# Thread: Second moment for geometric distribution

1. ## Second moment for geometric distribution

Hello,

I am stuck trying to calculate the second moment of the geometric distribution.

E(x^2) = Sum (x^2 * f(x))
= Sum (x^2 * p * q^(x-1))

I am not sure how to progress further from here - do you have any pointers? Thanks

2. Originally Posted by sharpe
Hello,

I am stuck trying to calculate the second moment of the geometric distribution.

E(x^2) = Sum (x^2 * f(x))
= Sum (x^2 * p * q^(x-1))

I am not sure how to progress further from here - do you have any pointers? Thanks
$\displaystyle E(x^2)=\sum_{x=1}^\infty x^2 p q^{x-1}=\sum_{x=1}^\infty x p \frac{d}{dq} q^x=\frac{d}{dq}\sum_{x=1}^\infty x p q^x}=\frac{d}{dq} \Big(q E(x)\Big)=\ldots$
Since you know the value of the first moment, $E(x)$, you are essentially done.

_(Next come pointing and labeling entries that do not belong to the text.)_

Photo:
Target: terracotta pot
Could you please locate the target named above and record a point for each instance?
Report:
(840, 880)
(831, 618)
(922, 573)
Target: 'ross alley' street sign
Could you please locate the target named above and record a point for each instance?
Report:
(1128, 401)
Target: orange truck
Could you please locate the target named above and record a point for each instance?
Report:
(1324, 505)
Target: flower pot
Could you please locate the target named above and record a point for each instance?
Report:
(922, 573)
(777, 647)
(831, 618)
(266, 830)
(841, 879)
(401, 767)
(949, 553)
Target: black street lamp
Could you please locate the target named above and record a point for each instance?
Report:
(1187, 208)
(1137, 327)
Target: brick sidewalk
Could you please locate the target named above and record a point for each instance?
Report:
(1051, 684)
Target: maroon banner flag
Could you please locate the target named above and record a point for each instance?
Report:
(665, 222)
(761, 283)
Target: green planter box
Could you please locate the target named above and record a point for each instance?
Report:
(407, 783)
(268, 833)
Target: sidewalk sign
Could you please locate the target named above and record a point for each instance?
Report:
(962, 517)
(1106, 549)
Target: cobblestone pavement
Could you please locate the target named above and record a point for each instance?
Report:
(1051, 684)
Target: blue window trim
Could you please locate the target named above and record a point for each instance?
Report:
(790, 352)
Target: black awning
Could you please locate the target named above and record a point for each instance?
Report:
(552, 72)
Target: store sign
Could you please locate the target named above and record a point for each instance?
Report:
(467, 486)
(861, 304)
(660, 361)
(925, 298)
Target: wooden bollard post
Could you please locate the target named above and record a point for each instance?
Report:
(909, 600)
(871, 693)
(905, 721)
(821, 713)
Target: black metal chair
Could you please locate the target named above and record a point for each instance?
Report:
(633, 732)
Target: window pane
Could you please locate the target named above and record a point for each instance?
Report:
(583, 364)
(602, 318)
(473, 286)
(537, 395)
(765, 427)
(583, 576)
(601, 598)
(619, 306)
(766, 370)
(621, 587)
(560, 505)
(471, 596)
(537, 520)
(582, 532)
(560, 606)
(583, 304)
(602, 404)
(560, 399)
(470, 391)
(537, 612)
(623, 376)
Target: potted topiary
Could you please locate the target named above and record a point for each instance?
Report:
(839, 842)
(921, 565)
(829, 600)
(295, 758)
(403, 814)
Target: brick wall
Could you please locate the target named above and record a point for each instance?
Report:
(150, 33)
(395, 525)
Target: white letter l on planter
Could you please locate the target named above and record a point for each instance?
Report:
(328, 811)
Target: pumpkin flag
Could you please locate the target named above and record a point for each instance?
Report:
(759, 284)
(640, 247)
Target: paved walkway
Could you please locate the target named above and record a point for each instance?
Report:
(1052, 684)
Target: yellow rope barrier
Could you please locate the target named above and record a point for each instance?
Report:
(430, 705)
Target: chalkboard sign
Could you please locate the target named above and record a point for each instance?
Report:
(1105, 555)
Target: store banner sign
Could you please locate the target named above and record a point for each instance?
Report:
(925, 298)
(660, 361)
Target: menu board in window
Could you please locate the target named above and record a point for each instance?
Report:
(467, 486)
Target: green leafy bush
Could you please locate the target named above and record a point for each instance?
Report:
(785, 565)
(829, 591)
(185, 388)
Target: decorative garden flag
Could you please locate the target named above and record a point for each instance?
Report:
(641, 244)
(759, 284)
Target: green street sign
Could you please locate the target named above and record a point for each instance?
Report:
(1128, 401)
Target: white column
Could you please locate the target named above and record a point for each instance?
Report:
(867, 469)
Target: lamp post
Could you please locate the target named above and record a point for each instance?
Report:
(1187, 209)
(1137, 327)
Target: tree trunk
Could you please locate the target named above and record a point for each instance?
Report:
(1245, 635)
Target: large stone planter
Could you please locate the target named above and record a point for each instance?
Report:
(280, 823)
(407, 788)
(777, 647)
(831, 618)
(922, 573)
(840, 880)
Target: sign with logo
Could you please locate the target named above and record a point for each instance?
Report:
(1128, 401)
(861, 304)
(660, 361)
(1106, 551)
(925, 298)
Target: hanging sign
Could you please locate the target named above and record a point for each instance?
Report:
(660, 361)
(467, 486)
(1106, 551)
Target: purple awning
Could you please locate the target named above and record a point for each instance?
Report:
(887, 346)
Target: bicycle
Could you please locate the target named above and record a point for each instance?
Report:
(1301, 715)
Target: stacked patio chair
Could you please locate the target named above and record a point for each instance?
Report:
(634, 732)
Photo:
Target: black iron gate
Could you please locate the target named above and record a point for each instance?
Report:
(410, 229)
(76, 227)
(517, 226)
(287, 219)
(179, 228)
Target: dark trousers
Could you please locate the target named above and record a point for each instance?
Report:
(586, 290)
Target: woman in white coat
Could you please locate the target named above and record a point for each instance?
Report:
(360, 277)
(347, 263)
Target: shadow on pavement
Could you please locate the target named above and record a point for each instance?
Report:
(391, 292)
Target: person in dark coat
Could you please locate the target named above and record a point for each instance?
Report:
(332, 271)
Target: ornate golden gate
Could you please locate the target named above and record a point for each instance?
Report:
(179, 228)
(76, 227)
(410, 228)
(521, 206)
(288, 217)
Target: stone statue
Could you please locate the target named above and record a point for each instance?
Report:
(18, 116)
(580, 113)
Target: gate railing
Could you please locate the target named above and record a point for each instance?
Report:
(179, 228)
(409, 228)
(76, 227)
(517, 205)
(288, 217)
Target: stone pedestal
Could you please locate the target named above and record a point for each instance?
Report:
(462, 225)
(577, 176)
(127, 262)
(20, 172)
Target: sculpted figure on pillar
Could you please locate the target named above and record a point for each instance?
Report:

3. Originally Posted by Failure
$\displaystyle E(x^2)=\sum_{x=1}^\infty x^2 p q^{x-1}=\sum_{x=1}^\infty x p \frac{d}{dq} q^x=\frac{d}{dq}\sum_{x=1}^\infty x p q^x}=\frac{d}{dq} \Big(q E(x)\Big)=\ldots$
Since you know the value of the first moment, $E(x)$, you are essentially done.

fantastic thanks

4. sorry, if I can just check - does that give the right answer?

E(x) is 1 / (1-q). Which gives E(x^2) = d/dq (q/(1-q)

= 1 / (1-q)^2 = 1/ p^2

I know the answer is (1+q)/p^2; so this looks wrong?

5. Originally Posted by sharpe
sorry, if I can just check - does that give the right answer?

E(x) is 1 / (1-q). Which gives E(x^2) = d/dq (q/(1-q)

= 1 / (1-q)^2 = 1/ p^2

I know the answer is (1+q)/p^2; so this looks wrong?

In case anyone is interested, I found this by finding E(X(X-1)) first which is markedly easier. You then take the approach suggested, except using a second derivative.